Highways England could face manslaughter charges over Sheffield woman's smart motorway death
Criminal charges could be brought over a Sheffield woman’s death on a section of smart motorway.
Nargis Begum, a 62-year-old grandmother from Sheffield, died on a stretch of the M1 without a hard shoulder near Woodall services in September 2018.
The mother-of-five, who had nine grandchildren, had left a broken-down Nissan Qashqai and was waiting for help when another vehicle collided with the Nissan, sending it crashing into her.
A coroner investigating the tragedy has now referred Highways England, the Government-owned company responsible for maintaining the nation’s motorways, to the Crown Prosecution Service (CPS) to consider whether corporate manslaughter charges are appropriate.
At a pre-inquest review hearing at Doncaster Coroner’s Court on Thursday, senior coroner Nicola Mundy said the length of time the stationary vehicle went undetected was among the reasons for her decision.
She was told at a previous hearing that 16 minutes elapsed between the Nissan breaking down and the collision.
It took a further six minutes before warning signs were activated.
Outlining other factors in her referral of the case to the CPS, Ms Mundy described how ‘nobody has responsibility for monitoring cameras’ relaying footage of smart motorways.
She added that there is a ‘distinct lack of knowledge and education of drivers in the region’ in relation to how the ‘onus is on them’ to report incidents.
Companies found guilty of corporate manslaughter face unlimited fines, according to the Sentencing Council.
A spokesman for Highways England said it did not believe the company had committed any offence but that it would ‘cooperate fully in any investigation.”

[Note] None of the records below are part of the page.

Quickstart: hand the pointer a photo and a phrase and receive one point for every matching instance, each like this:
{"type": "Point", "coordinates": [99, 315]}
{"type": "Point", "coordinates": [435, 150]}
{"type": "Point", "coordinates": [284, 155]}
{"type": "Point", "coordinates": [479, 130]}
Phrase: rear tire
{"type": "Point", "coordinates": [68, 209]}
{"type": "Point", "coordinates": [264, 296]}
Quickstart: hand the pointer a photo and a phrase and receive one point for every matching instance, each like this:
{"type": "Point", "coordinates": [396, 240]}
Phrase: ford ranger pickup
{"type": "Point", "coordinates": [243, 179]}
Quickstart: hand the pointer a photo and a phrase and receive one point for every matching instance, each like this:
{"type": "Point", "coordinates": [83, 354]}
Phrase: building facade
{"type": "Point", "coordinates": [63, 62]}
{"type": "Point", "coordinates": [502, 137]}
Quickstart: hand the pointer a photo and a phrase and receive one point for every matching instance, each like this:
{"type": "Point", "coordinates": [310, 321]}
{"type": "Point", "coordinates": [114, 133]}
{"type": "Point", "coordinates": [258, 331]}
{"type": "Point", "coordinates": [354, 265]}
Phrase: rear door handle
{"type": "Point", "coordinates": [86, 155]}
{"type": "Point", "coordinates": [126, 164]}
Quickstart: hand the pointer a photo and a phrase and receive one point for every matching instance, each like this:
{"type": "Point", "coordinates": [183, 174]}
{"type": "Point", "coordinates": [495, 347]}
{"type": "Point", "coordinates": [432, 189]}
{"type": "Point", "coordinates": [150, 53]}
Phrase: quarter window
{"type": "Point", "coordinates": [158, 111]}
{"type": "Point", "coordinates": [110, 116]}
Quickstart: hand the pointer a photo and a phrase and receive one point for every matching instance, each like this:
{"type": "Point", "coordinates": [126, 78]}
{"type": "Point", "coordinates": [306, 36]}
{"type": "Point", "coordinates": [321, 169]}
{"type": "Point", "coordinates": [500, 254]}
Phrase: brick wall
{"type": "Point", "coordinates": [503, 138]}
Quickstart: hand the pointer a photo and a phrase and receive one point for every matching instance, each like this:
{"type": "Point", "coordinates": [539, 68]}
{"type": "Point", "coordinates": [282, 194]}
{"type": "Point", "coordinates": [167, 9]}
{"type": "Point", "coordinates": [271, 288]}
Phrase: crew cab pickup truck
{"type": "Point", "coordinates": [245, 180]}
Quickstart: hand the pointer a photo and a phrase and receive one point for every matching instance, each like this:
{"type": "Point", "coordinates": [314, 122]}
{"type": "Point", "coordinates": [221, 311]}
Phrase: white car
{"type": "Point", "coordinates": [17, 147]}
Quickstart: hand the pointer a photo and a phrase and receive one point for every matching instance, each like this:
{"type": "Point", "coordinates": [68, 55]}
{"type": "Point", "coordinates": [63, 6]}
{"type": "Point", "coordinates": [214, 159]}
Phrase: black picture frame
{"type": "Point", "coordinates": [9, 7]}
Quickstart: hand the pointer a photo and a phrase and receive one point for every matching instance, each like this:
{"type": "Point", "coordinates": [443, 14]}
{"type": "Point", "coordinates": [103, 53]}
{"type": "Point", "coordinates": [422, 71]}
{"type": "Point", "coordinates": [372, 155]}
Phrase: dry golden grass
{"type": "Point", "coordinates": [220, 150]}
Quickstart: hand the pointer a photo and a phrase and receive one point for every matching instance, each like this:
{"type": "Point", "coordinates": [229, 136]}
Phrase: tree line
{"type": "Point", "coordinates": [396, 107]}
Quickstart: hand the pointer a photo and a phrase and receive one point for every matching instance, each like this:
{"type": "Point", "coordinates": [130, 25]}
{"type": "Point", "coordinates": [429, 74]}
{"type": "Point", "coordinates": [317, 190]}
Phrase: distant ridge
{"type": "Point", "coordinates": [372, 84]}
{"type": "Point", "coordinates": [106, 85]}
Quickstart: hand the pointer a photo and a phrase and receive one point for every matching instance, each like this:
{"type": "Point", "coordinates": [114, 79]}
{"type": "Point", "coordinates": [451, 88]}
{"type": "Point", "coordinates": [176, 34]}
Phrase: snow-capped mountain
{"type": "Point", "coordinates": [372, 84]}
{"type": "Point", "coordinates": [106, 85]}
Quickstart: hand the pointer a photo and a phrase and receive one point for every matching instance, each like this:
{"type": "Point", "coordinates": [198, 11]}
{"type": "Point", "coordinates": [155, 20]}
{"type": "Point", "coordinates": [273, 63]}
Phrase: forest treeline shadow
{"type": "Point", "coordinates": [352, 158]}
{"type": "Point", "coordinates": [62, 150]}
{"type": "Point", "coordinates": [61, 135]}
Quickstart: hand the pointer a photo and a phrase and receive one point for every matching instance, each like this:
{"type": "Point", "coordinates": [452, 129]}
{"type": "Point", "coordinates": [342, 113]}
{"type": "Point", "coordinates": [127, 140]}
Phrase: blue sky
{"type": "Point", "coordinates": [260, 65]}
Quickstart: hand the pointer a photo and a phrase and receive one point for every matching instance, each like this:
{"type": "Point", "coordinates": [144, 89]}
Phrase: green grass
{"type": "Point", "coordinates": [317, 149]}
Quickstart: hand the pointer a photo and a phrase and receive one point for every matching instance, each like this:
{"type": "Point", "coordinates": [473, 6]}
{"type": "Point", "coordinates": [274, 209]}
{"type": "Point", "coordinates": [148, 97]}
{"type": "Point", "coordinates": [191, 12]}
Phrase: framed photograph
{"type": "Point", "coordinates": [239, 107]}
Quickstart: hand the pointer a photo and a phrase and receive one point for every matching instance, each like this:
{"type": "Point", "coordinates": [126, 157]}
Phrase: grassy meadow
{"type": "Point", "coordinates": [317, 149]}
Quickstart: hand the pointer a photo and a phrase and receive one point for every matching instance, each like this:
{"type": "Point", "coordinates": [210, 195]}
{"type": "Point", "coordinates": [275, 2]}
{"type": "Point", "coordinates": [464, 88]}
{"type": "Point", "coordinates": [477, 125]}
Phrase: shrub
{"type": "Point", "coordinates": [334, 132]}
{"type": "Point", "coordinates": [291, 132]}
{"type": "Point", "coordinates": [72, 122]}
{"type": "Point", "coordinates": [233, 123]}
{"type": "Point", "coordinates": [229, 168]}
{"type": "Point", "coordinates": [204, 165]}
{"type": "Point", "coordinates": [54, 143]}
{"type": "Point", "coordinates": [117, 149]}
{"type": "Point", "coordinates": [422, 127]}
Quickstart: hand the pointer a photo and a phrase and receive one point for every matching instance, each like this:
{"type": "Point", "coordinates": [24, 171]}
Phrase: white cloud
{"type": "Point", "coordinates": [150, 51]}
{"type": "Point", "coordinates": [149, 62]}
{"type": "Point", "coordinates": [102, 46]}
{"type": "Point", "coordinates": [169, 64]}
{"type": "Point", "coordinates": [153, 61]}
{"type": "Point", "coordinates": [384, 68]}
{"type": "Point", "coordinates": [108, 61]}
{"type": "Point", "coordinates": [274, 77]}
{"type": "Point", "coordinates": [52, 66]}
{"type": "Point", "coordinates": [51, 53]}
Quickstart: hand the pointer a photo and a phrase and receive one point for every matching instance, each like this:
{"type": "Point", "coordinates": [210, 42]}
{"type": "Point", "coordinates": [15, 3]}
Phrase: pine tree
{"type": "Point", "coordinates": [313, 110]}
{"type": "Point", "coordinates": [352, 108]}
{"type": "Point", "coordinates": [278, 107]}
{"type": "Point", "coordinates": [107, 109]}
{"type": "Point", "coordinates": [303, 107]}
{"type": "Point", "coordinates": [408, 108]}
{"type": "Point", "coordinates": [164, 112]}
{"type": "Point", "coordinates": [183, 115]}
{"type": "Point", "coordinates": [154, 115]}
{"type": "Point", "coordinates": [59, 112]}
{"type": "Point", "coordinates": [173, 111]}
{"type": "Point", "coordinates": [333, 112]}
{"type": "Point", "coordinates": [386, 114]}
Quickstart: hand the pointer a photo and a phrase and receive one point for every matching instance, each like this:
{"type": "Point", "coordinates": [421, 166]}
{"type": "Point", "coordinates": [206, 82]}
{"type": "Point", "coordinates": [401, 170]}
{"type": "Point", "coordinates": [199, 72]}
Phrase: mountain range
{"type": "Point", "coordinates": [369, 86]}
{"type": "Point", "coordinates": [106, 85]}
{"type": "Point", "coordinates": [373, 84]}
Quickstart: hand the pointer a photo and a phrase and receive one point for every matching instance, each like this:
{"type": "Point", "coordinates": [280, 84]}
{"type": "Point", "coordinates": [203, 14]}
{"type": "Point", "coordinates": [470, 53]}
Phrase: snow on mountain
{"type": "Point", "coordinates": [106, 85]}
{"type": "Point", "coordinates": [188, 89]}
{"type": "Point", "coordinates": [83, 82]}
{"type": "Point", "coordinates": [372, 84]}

The Nissan was being driven by Mrs Begum’s husband, Mohammed Bashir, 67, when it broke down.
Their daughter Saima Aktar said the last two years had been ‘incredibly difficult’ and the family would continue to campaign for ‘action to be taken around the use of smart motorways’.
“We’re pleased that the coroner has taken our concerns seriously and has referred our Mum’s death to the CPS,” she added.
Nicholas Chapman, representing Highways England, told the hearing there was ‘no policy for the constant monitoring of motorways’.
He said footage from a CCTV camera covering the scene of the crash was relayed to a ‘busy’ regional control centre staffed by ‘seven or eight’ people.
He added that there is no evidence that any of the operators were ‘aware of the stationary vehicle and decided to ignore it’ or did ‘anything else other than conscientiously go about their duties’.
Speaking after the hearing, Christopher Kardajhi, representing Mrs Begum’s family, said they had a ‘number of concerns’ about the use of smart motorways.
“All the family want is for no stone to be left unturned and the most thorough and transparent investigation to be held examining all of the facts so all possible lessons can be learned,” he added.
AA president Edmund King called the ruling a ‘significant moment’ for smart motorways which ‘highlighted many failings previously raised’ by the organisation.
Last month, Sheffield coroner David Urpeth concluded that the lack of a hard shoulder had contributed to the deaths of Jason Mercer, 44, and Alexandru Murgeanu, 22, on the M1 near Sheffield in June 2019.
Following that inquest, South Yorkshire’s Police and Crime Commissioner, Dr Alan Billings, wrote to transport secretary Grant Shapps calling for smart motorways to be scrapped.